Fraternities, sororities get students’ approval at Colorado Mesa University

Colorado Mesa University moved one step closer to welcoming fraternities and sororities Wednesday night when members of the Associated Student Government voted 20–3 to support Greek life on campus.

University administration will take that support into account and seek proposals this year from national Greek organizations to open chapters at the school, according to Colorado Mesa Student Services Vice President John Marshall. Marshall said the university will consider adding Greek life in fall 2012 or sooner if the proposed organizations meet student and university expectations.

“Any group who comes has to show a commitment to academics, a commitment to being inclusive, and a commitment to philanthropy,” Marshall said.

Colorado Mesa students already started one fraternity. The Grand Junction colony of the Kappa Sigma fraternity opened two months ago and has 29 pledges who are Colorado Mesa students. The group meets in various places on campus, but members live separately, and the group is not currently recognized by the university.

First-year Colorado Mesa student Ronin Bennett-Vonderostensacken, who started the local chapter, said the fraternity allows chapters to affiliate with a city or an institution. But members, including sophomore Aaron Tran-Swope, said they hope to gain recognition from the university soon.

“I feel like we can do more if we’re part of the school,” Tran-Swope said.

“And we’ll be taken more seriously,” added member James Wade, a fellow sophomore.

Bennett-Vonderostensacken said he was inspired to start a Kappa Sigma group because he saw how much a University of Colorado-Colorado Springs chapter of Kappa Sigma impacted the surrounding community when he was growing up in Colorado Springs. He said the group is more interested in community service than the stereotypical activities enjoyed by fraternities in movies.

The same is true of the 17 women at Colorado Mesa interested in joining a potential sorority, Zeta Tau Alpha. Colorado Mesa sophomore Karringten Richardson said she is interested in starting the sorority now that student government members have given their approval to the idea of Greek life.

“We want this because it is a big part of university life and having a new family on campus. It’s not what everyone says it is. It’s not like ‘Animal House,’” she said, adding community service and maintaining a high grade-point average would be emphasized by the sorority.

Students hosted forums and sent out a survey earlier this semester to gather opinions about Greek life. Associated Student Government President Justin Kawcak said the results were mixed. Kawcak said nearly 600 students responded to the survey, and students who live on-campus were split evenly on the possibility of adding sororities and fraternities.

The seven student forums gathered 15 to 20 students each time, Kawcak said.

“The forums were mostly pro-Greek life, but there were some concerns about if fees would increase or if there would be cliques on campus or drinking issues,” he said.

Any organizations that may come to campus would have to abide by the university’s prohibition on on-campus drinking. If a fee increase is ever suggested to pay for Greek life, the student government resolution adopted Wednesday allows student senators to weigh in on that possibility.

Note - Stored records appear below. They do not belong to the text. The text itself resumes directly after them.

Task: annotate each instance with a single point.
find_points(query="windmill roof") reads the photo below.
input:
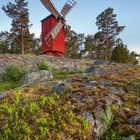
(47, 17)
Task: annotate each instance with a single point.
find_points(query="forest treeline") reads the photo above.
(103, 45)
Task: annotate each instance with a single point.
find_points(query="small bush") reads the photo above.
(44, 65)
(13, 73)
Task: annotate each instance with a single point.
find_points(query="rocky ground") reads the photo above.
(106, 95)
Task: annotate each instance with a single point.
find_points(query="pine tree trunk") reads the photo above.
(22, 42)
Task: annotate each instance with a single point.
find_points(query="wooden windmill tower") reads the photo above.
(53, 29)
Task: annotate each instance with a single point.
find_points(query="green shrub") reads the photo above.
(43, 117)
(44, 65)
(13, 73)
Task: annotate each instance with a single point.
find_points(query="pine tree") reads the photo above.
(107, 24)
(120, 54)
(89, 46)
(19, 14)
(72, 47)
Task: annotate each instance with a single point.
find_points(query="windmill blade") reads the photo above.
(50, 6)
(67, 7)
(54, 32)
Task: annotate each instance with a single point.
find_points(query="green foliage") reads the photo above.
(39, 118)
(108, 25)
(20, 35)
(13, 73)
(8, 85)
(110, 134)
(44, 65)
(121, 54)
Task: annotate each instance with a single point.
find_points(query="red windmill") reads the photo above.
(53, 29)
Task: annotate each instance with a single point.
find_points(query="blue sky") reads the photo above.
(83, 17)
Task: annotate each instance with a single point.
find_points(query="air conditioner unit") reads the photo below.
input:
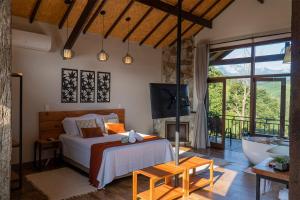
(29, 40)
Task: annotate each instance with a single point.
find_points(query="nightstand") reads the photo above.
(41, 145)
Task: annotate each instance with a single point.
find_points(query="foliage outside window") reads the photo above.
(242, 72)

Marshall said he wants the school to have a relationship with fraternities and sororities, unlike University of Colorado-Boulder, which is not affiliated with its students’ fraternities.

“I think we’ve pretty well decided Boulder’s relationship with fraternities is not what we’d anticipate or desire,” he said. “I’m hopeful that if we can connect with the right organizations and there’s sufficient student demand, we’ll be up and running by next fall or as soon as possible.”